Introduction  handbook section pertains to transportation engineer, law enforcement officer, and event planning user groups

This chapter presents program planning activities conducted for future planned special events. These activities include the development, by oversight team stakeholders, of policies, programs, and regulations that collectively comprise a special event program for managing all planned special events in a region. Program planning for regional planned special events requires an institutional framework for generating and managing successful programs and initiatives. Some key topics and initiatives addressed in this section include:

  • Role of oversight stakeholders, including (1) how their involvement is coordinated, (2) what are the programs and initiatives that facilitate the planning and operation of planned special events, and (3) how special events planning is integrated with other ongoing transportation programs.
  • Support necessary from a policy perspective. On a policy level, interagency agreements permit those involved to work together. At times, legislation may be needed to allow agencies to go beyond their current activities into areas not currently permitted legally.
  • Regional planned special events programs. In many instances, the impact of planned special events will extend beyond the jurisdiction of a single agency.
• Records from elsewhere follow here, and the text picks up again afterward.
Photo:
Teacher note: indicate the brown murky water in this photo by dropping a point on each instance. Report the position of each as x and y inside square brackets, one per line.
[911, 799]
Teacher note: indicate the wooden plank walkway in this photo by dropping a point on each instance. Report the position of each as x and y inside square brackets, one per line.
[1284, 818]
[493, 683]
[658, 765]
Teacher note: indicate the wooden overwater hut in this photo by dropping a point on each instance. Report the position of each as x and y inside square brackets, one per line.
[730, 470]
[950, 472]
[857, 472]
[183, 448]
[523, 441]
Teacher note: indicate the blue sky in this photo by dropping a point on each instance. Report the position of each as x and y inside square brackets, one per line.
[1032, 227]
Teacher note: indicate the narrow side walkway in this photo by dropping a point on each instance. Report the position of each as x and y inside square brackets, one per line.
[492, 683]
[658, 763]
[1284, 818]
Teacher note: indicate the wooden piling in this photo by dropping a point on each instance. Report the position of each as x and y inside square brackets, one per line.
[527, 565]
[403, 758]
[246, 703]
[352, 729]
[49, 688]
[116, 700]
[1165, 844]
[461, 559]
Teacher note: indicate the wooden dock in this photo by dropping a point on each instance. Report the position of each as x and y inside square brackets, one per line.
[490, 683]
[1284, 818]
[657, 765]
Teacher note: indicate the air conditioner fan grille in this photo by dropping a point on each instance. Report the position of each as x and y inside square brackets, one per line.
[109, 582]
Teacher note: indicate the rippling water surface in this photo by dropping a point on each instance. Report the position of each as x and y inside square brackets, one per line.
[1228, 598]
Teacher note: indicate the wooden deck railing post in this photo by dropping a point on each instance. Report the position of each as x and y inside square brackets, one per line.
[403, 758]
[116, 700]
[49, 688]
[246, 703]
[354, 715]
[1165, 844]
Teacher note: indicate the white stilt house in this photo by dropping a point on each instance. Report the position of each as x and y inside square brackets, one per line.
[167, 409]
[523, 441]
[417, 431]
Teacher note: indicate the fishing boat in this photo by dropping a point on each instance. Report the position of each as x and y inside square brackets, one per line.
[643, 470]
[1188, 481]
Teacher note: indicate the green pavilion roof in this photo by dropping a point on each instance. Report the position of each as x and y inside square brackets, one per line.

In this section, the key elements of regional planned special events programs will be identified, the scope and benefits of such programs will be noted, and stakeholder organization will be explained. Also covered in this section is how such programs are developed, and just as important, sustained. Services and initiatives that go into regional planned special events management will be explained and the institutional issues, likely to be encountered, will be noted.
  • Government agency permitting and regulation framework. The permitting process can identify many of the basic elements of the special event such as its timing, location and expected number of event patrons. Through a carefully constructed permitting process, transportation and public safety agencies can achieve a better sense of what resources these stakeholders need to handle the event. This section will provide an overview of the permit process, what the process includes, the components of a detailed application, and the associated requirements including recovery of public stakeholder expenses.
  • Infrastructure support. Technology can be used for a variety of purposes, including communication among stakeholders and to the public in addition to transportation system management and monitoring during events. Paying for these activities is covered in the subsection on funding sources.